Correlating the structure and activity of Y. pestis Ail in a bacterial cell envelope

ABSTRACTUnderstanding microbe-host interactions at the molecular level is a major goal of fundamental biology and therapeutic drug development. Structural biology strives to capture biomolecular structures in action, but the samples are often highly simplified versions of the complex native environment. Here we present an E. coli model system that allows us to probe the structure and function of Ail, the major surface protein of the deadly pathogen Yersinia pestis. We show that cell surface expression of Ail produces Y. pestis virulence phenotypes in E. coli, including resistance to human serum, co-sedimentation of human vitronectin and pellicle formation. Moreover, isolated bacterial cell envelopes, encompassing inner and outer membranes, yield high-resolution solid-state nuclear magnetic resonance (NMR) spectra that reflect the structure of Ail and reveal Ail sites that are sensitive to the bacterial membrane environment and involved in the interactions with human serum components.
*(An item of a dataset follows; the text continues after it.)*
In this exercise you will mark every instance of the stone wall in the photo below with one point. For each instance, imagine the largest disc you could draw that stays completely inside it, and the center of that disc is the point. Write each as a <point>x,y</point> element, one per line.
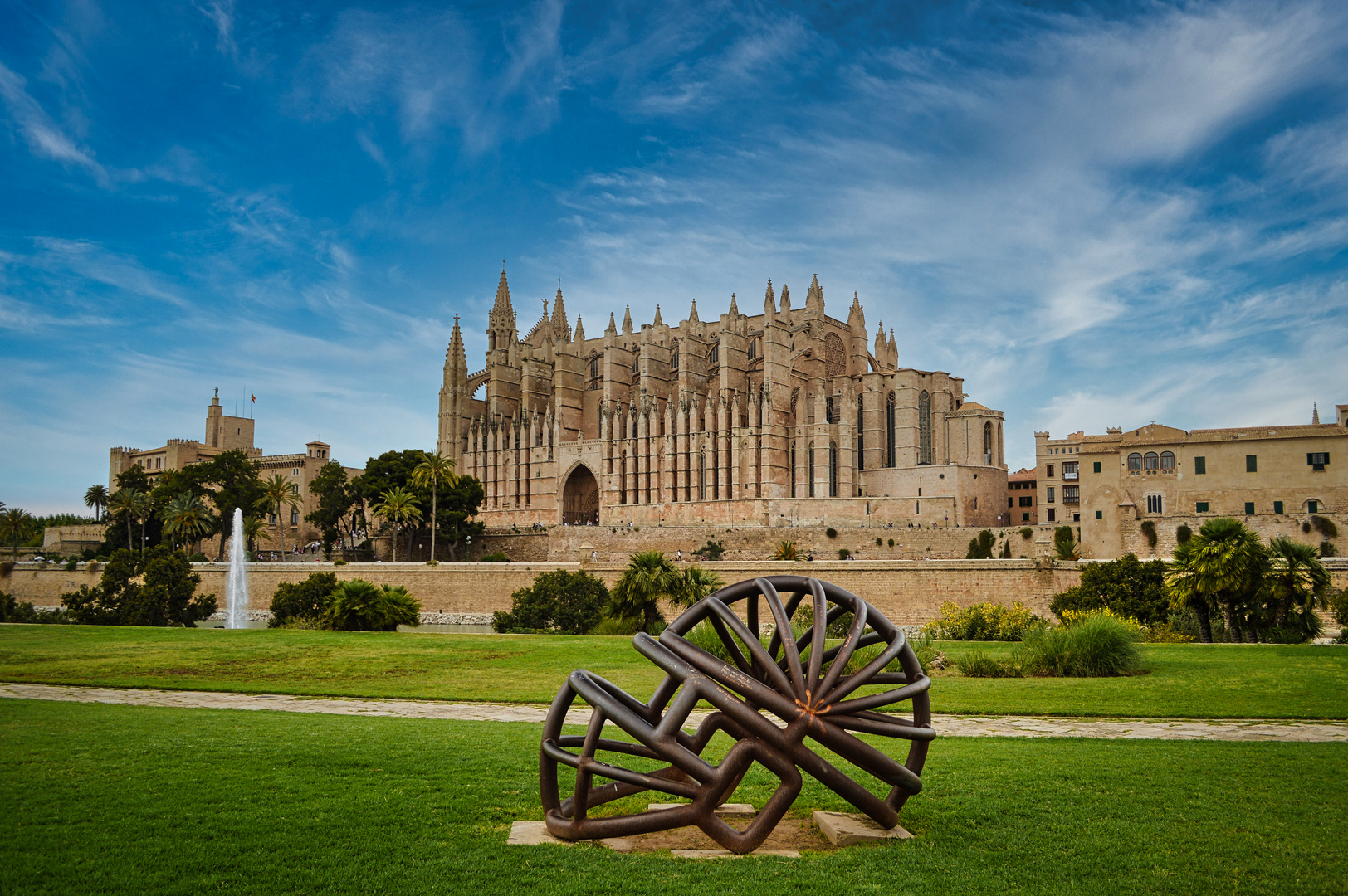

The data capture the structure and function of Ail in a bacterial outer membrane and set the stage for probing its interactions with the complex milieu of immune response proteins present in human serum.SIGNIFICANCEAil is a critical virulence factor of Y. pestis, and its interactions with human serum are central for promoting the immune resistance of bacteria to the human host defenses. Here we capture the action of Ail in a functional bacterial environment and set the stage for probing its interactions with the complex milieu of immune response proteins present in human serum. The development of an E. coli model system of Y. pestis for biophysical studies is new and biologically important. Finally, the work extends the range in-situ NMR spectroscopy to include models of microbial infection.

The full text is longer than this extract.